Having little geographical overlap between the two companies made combining the companies easier. Yamana’s projects were mostly in Argentina and Brazil, while Meridian’s main projects were located in Chile and Mexico.
Northern Orion’s assets were both in Argentina — a 12.5% interest in the Alumbrera gold-copper- molybdenum mine and the Agua Rica gold-copper-molybdenum mine.
But Marrone points out that merging mining companies is a little different from other businesses, because of the distance between them and the distinctness of each project.
“They operate as standalone mines,” he says. “A corporate purchaser coming in to buy a company that mines doesn’t really change the dynamic of what’s happening.
“I’m sure that this mine, Chapada, would continue to operate regardless of whether or not I’m the CEO of this company or someone else (is) after it’s been taken over,” Marrone says.
After targeting four companies in two years, could Yamana become a takeover target?
“No,” Marrone answers abruptly. “I don’t want to be. I mean, I share a position in this company and we’re trading at thirteen dollars per share. . . We’re trading at a discount to our peer group right now.”
The reason for the discount is the $4.4-billion acquisition of Meridian and Northern Orion, Marrone says, not to mention the $1.2 billion Yamana spent on takeovers in 2006.
“It’s what I describe as ‘transaction noise,'” he says.
That brings us today, Marrone says, describing Yamana as a newly listed company.
“You have to go out there and explain what it’s all about before it starts to capture its true value,” he says.
Gosselin agrees — Yamana is one of Genuity’s top stock picks.
“I think it’s one of the cheapest mid-caps right now,” she says.
That opinion came more than two months after Marrone’s comments, with Yamana trading at more than $16 per share. Gosselin’s Jan. 14 report says Yamana trades at a discount to its peers and her 12-month rating for Yamana is $22.50 per share.
In a Jan. 24 report, Blackmont Capital analyst Richard Gray says that the key to an increase in Yamana’s share price will be the consistent achievement of milestones in 2008.
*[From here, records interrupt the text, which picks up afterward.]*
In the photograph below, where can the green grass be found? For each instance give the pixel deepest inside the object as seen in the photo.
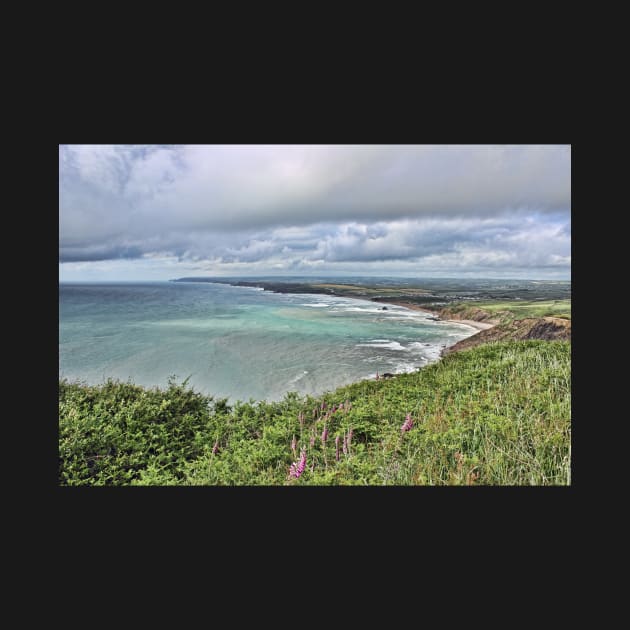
(517, 309)
(498, 414)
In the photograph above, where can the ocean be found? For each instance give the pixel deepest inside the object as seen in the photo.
(239, 343)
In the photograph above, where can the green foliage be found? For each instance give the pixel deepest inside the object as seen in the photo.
(515, 309)
(498, 414)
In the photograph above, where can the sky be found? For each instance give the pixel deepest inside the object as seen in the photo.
(158, 212)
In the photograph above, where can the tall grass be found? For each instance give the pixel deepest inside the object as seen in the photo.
(498, 414)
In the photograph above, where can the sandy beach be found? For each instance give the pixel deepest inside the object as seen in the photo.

Blackmont compares Yamana’s stock to the HUI gold index and the gold price, which have outperformed Yamana over the past seven months, increasing 37% and 31%, respectively, while Yamana has gained 20%. However, Yamana has done well since the end of December, when the takeover was officially completed — the stock is up 25% compared to 7% for the gold price and 10% for the HUI gold index.
And in that time, Marrone and his new blended management team have been travelling around North America, Europe, even Japan, to show how the deal will be good for shareholders.
Marrone seems to be getting the job done, though he admits he doesn’t sleep much.
“Maybe four hours a night? That’s either good or bad,” he chuckles.
Back on the jet, Marrone is confident and calm — even as turbulence throws the small aircraft about as it ascends above a thunder storm. An alarm blares and the jet sharply descends. Marrone, who has his back to the open cockpit, snaps his head around with a look of concern — or perhaps irritation.
The turbulence subsides and Marrone talks more about the takeover, and his plans for the company.
“We must seem overly proud of this deal,” Marrone says. “Nobody thought we could do it. . . We had to fight for it.”